InOut 5.0 winner. I enjoy hackathons, participating competitively or non-competitively doesn't matter much. Detailed bio follows.
When I get an idea, I'm good at breaking down a project into manageable bits and making it work.
This has served me well, I self-learnt programming in school and made a few apps, which I made commercial and gained up to 16k active users/week! This was most the most complex project I worked on, not because of any complexity of tech used - but because I figured out how to do it end to end, learnt what was needed for each part and put it all together into a nice usable app.
Since then I've joined an engineering programme so that I can see the breadth of knowledge which exists, and be formally trained. Unfortunately, this means I don't get as much free time to tinker with things on my own time (too many deadlines in this institute), but I'm hoping this hackathon would be that designated time where I just pause everything else and get time to get back to my ideas :)

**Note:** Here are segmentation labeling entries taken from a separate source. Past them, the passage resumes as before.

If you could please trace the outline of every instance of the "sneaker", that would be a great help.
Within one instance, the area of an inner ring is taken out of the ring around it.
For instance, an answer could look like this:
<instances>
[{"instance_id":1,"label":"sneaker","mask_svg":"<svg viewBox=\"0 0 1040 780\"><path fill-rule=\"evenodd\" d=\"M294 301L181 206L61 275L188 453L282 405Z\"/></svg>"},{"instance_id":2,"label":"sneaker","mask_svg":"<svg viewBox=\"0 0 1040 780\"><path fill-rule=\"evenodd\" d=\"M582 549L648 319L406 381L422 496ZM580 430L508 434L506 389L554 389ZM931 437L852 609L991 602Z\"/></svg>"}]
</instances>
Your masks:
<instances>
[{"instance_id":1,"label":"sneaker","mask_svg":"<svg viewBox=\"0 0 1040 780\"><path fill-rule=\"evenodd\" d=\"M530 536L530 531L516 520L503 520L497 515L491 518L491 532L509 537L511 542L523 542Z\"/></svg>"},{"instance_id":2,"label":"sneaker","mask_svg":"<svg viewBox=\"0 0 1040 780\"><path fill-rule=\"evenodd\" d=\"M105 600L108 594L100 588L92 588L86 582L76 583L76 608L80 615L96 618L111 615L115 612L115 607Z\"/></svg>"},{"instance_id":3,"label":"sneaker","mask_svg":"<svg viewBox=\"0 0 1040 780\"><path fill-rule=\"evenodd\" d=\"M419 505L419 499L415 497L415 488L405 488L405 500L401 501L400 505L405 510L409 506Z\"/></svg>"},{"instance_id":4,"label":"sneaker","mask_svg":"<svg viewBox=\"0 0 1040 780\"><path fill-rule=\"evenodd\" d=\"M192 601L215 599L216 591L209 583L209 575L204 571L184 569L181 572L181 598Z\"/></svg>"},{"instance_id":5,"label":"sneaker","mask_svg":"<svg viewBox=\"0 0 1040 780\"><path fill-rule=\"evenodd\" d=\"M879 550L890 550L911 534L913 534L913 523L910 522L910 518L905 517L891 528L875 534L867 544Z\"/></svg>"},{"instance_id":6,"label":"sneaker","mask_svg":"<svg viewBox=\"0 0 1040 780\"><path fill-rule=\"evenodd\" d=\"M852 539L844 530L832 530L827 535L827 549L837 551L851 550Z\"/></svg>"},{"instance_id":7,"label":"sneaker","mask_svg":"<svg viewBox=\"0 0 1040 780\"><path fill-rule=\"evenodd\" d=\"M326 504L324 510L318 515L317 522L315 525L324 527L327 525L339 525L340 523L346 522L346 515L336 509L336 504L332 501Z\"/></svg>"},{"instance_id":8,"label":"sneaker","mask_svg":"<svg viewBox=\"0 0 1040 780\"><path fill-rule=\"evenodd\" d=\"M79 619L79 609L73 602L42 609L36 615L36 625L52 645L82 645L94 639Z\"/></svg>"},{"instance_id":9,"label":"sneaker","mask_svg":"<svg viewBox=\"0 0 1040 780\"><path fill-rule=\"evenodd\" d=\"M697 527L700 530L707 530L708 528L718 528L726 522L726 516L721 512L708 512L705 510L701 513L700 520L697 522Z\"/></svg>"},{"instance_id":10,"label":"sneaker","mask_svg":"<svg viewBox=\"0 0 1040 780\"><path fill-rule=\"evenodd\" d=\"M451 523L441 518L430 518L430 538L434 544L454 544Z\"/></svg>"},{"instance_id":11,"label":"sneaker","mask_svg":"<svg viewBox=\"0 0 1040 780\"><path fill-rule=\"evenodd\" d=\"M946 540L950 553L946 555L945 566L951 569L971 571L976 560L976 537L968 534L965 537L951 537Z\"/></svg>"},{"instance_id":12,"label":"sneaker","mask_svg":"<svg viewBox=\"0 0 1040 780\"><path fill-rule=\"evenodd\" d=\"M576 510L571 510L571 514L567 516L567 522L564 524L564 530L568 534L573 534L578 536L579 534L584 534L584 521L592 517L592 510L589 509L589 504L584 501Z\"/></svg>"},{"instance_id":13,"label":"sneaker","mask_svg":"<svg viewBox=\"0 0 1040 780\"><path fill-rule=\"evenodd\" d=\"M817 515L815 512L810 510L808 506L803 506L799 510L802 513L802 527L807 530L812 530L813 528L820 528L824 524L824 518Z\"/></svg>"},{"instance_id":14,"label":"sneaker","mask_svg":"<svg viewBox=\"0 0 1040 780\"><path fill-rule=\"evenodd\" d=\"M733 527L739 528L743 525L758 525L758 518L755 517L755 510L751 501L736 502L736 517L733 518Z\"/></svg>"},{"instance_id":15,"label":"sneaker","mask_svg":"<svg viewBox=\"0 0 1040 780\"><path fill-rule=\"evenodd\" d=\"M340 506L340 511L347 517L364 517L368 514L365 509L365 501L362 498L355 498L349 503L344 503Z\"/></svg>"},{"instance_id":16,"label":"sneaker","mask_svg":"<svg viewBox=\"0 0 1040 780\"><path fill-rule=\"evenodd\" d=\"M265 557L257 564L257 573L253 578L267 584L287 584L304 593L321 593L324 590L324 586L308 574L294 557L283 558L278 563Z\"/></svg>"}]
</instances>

What drives me is what you'd say is quite vague: technology as a discipline. You can pretty much will things into existence. If you say "I wish that X was possible", there's a large chance that we already know how to make X possible (though it usually takes a lot of time, planning, and effort to implement; and even more care to make sure that it's actually useful).
Apart from business-as-usual (see CV for that) stuff, I've made a lot of things just for fun: I've made a code just to deliver a bad joke (which has made people laugh, by the way), I've made scripts which make my daily experience on my laptop delightful, and I've made scripts to annoy friends.